Deep-fried ladies finger, when added to curds and seasoned with spice powders and black salt, results in a tongue-tickling Bhindi Raita, which is so fabulous, it might overshadow even the subzis and kadhis that are part of the main course !
Is Bhindi Raita healthy?
No, this recipe used bhindi which are deep fried.
Let's understand the Ingredients.
What's good.
Bhindi (lady finger, okra) : The vitamin Folate (B9) present in lady finger is required in blood RBC production. There are also fair amounts of Vitamin C, which boosts immunity. There are good amounts for dietary fiber present and hence good for diabetics and weight loss. It lowers cholesterol and good for heart. See the 10 amazing benefits of lady finger.
What's the problem?
Deep fried foods : This bhindi is deep fried. Any food that is deep fried is not suitable for healthy living. Your fat levels increase as deep frying increases oil absorption. Also when you use the same oil again for deep frying then smoking point decreases which leads to the development of blue smoke which is not good for health. It also increases inflammation in the body and shuts down the fat burning process.
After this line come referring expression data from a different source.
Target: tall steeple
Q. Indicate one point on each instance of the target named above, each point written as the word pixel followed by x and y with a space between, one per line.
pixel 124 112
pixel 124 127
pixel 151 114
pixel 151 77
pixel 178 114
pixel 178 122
Can diabetics, heart patients and over weight individuals have Bhindi Raita ?
No, this is deep fried.
Can healthy individuals have Bhindi Raita ?
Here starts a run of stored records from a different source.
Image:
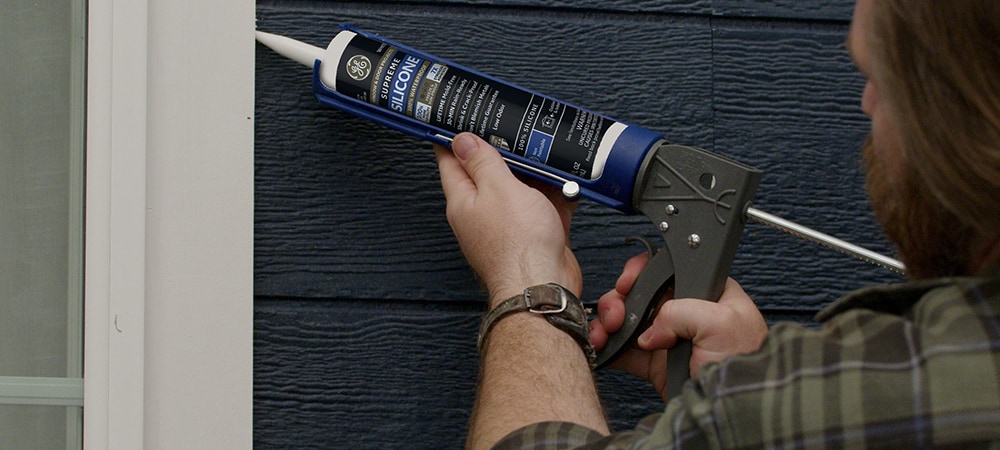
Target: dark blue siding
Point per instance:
(365, 311)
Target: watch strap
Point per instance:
(556, 304)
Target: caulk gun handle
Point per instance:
(698, 201)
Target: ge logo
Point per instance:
(358, 67)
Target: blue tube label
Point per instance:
(533, 126)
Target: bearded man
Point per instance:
(915, 364)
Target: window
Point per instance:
(41, 224)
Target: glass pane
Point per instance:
(41, 173)
(38, 427)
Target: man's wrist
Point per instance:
(560, 307)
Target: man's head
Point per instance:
(933, 157)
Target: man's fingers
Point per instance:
(481, 161)
(678, 319)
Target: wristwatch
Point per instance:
(553, 302)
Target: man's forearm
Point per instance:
(532, 372)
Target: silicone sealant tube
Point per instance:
(426, 96)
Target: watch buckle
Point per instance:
(545, 308)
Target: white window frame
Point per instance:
(168, 353)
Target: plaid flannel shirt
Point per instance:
(913, 365)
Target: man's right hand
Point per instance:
(731, 326)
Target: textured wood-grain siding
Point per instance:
(365, 311)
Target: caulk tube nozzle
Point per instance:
(297, 51)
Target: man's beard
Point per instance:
(932, 242)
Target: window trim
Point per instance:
(160, 125)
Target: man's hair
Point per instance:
(939, 63)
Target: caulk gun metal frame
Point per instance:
(697, 200)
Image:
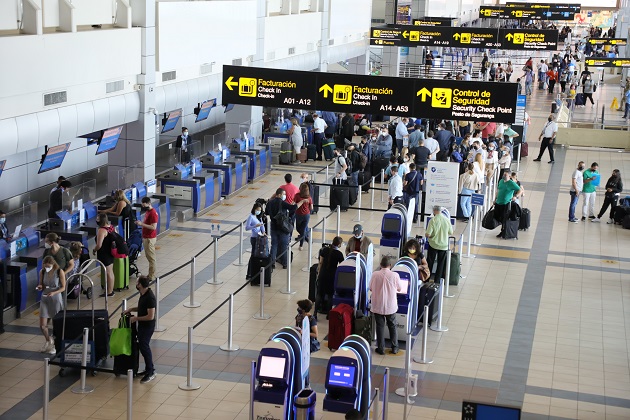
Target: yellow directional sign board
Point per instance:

Not advisable to have deep fried food for anyone.
Bhindi Raita is high in
1. Folic Acid : Folic acid is an essential vitamin required throughout pregnancy.
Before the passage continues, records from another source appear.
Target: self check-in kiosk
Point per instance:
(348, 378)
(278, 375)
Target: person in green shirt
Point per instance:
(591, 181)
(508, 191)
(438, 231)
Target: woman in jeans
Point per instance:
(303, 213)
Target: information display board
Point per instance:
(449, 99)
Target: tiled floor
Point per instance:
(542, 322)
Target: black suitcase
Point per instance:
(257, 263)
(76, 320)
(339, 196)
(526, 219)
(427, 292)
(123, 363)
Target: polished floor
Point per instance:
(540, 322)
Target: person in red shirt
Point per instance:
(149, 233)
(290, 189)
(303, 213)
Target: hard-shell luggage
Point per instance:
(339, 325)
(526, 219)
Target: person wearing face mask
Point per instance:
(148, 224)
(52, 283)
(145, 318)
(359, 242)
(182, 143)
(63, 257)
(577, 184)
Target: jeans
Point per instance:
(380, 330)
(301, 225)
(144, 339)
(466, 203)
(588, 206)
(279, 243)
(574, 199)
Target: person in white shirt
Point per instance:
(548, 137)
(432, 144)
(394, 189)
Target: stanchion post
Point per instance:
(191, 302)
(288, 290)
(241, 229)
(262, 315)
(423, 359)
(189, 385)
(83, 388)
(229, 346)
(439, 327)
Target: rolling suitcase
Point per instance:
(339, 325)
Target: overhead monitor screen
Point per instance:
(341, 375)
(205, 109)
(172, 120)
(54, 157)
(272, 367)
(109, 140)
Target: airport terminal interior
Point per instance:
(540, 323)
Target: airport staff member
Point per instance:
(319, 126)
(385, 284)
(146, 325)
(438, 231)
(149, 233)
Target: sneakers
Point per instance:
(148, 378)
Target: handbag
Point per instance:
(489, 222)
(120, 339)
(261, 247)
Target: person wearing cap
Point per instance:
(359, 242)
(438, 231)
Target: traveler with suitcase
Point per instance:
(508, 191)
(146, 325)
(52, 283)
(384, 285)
2. Calcium : Calcium is a mineral that makes bones stay strong. Required from kids to adults.
3. Phosphorous : Phosphorous works closely with calcium to build bones.
Note : a recipe is deemed high in a Vitamin or mineral if it meets 20% and above the recommended daily allowance based on a 2,000 calorie diet.
How to burn 163 calories that come from Bhindi Raita?
Walking (6 kmph) = 49 mins
Running (11 kmph) = 16 mins
Cycling (30 kmph) = 22 mins
Swimming (2 kmp) = 28 mins
Note: These values are approximate and calorie burning differs in each individual.